Two of New York's once underground openers now mainstream megastars playing the same weekend at the world's most famous, yet very dated arena. What else is there to say?
Then comes Elvis Costello. The first surprise of a long weekend when he made a unplanned appearance before The Strokes set by playing three of his major hits including "Pump It Up" and "Radio Radio". He proclaimed, "Happy April Fool's Day!", and left the stage. Walking to our seats while he played I was immediately taken back by how loud he was playing. I had read that the sound at this famous venue was somewhat lacking, but even though it was very loud I thought the highs and lows were very well mixed and the vocals were understandable. More on this later.
With Costello off it was time for the main event. This would be my first time seeing The Strokes as I had unfortunately missed slim opportunities in years past as they bounced around Pittsburgh. The set started off with the title track of their debut album Is This It which slowly got the sold out crowd geared up for more. With a four album catalog in their bags they spread song coverage very efficiently hitting on all major points from the rest of their albums including their latest Angles. Most of the newer songs came off much better live including "Games", "Gratisfaction", and "Taken For a Fool" (with a little help from an other surprise visit from Costello), but the debut's heavy hitters really stole the show. "The Modern Age", "Last Night", and the rocking closing "Take It Or Leave It" provided the most response from the New York crowd.
On Saturday the scene was very similar yet completely different. Young hipsters dressed in all white, slim black ties, and wrinkled white dress shirts invaded Madison Square Garden for the final show ever by the indie dance punk band LCD Soundsystem. If you're waking from a coma I'm sorry to have had to tell you this news. For the rest of us who follow any interweb music sites this was the most hyped concert since the invention of Twitter or even Facebook.

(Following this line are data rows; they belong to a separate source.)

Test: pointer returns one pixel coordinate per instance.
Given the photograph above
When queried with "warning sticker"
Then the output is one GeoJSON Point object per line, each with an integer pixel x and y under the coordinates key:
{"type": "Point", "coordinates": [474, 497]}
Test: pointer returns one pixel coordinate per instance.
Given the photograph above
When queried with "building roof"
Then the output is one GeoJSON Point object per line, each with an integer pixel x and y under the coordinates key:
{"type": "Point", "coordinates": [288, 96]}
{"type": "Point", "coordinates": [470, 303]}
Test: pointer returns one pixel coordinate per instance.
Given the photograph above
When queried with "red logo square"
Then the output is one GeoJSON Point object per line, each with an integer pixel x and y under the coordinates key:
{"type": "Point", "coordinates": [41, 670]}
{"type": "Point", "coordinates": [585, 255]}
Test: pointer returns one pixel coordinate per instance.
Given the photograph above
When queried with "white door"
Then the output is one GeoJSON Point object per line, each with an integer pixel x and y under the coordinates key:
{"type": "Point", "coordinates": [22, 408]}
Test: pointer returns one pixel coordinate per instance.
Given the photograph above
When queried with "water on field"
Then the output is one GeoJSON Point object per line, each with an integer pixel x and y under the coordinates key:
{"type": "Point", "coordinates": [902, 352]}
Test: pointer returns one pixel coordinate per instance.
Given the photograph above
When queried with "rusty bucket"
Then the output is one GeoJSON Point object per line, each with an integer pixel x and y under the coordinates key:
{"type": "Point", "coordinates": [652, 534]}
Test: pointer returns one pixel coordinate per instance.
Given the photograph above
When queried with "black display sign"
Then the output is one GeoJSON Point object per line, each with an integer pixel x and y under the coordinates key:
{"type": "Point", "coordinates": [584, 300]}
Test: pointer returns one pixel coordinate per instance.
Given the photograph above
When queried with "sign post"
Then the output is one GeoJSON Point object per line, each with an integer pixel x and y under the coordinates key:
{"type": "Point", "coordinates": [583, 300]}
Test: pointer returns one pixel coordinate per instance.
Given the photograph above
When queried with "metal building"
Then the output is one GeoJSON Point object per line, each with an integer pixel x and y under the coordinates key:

Ticket bots and scalpers had bought up all the tickets leaving the kids empty handed. Walking up to the entrance the scalpers filled the gaps everywhere you looked making it abundant that the scalpers were indeed losing the battle. By the time LCD was about to take the stage I would guess that about two thirds of the arena was filled. Once on every space was filled. Guess the scalpers won the war after all.
Of course I was grateful to be there. Who wouldn't be? Unfortunately my seats weren't as good as they were for The Strokes and we were located in the South Press Box located between the 300 and 400 sections. I couldn't believe the sound difference between our two spots. It was clearly noticeable and as LCD assaulted through their first set I can't help to say that it really deterred my concert experience.
They started with three tracks straight off their 2010 effort This Is Happening then into a mixture from their self titled and Sound of Silver albums including a slightly remixed version of "Daft Punk Is Playing At My House" sans a rumored appearance Daft Punk.
With that said, LCD Soundsystem then went on to play the longest concert I had ever witnessed of over three and a half hours. One could consider this a good thing, but during the second set progression through their mostly instrumental album 45:33 I grew tired and somewhat bored. I know, I know. This is the last show ever! They can do whatever they want, right? Yes they can, but for the none stimulated, more than average fan, the instrumentation was a little too much. If there was ever a time where the ecstatic crowd took a breather it was during this.
During their third and final set they got back to the basics which I fell in love with when I saw them at Coachella with songs like "Us vs Them", "Someone Great", and the most amazing live song ever "Losing My Edge". Oh, and members of Arcade Fire sang on "North American Scum". They are Canadian after all.
Lastly, they finished with the typical "New York I Love You, but You're Bringing Me Down" as James Murphy dramatized the song before the tied up white bands of balloons fell onto the sweaty and exhausted crowd. With that him and his band descended with hugs all around for backup singers, special guests (including Reggie Watts and his infamous air guitar), and Murphy's family members. A fitting end to the LCD Soundsystem long trek.
In an age where bands retire then reunite over and over I hope they do stay the course of actually staying retired. The music industry needs bands like this, but more importantly it needs bands who keep their word. Bands who aren't enticed by big pay days when the bank account starts running dry. Based on everything James Murphy has said up until this point there's no better person to echo these attributes. Let's hope this remains true.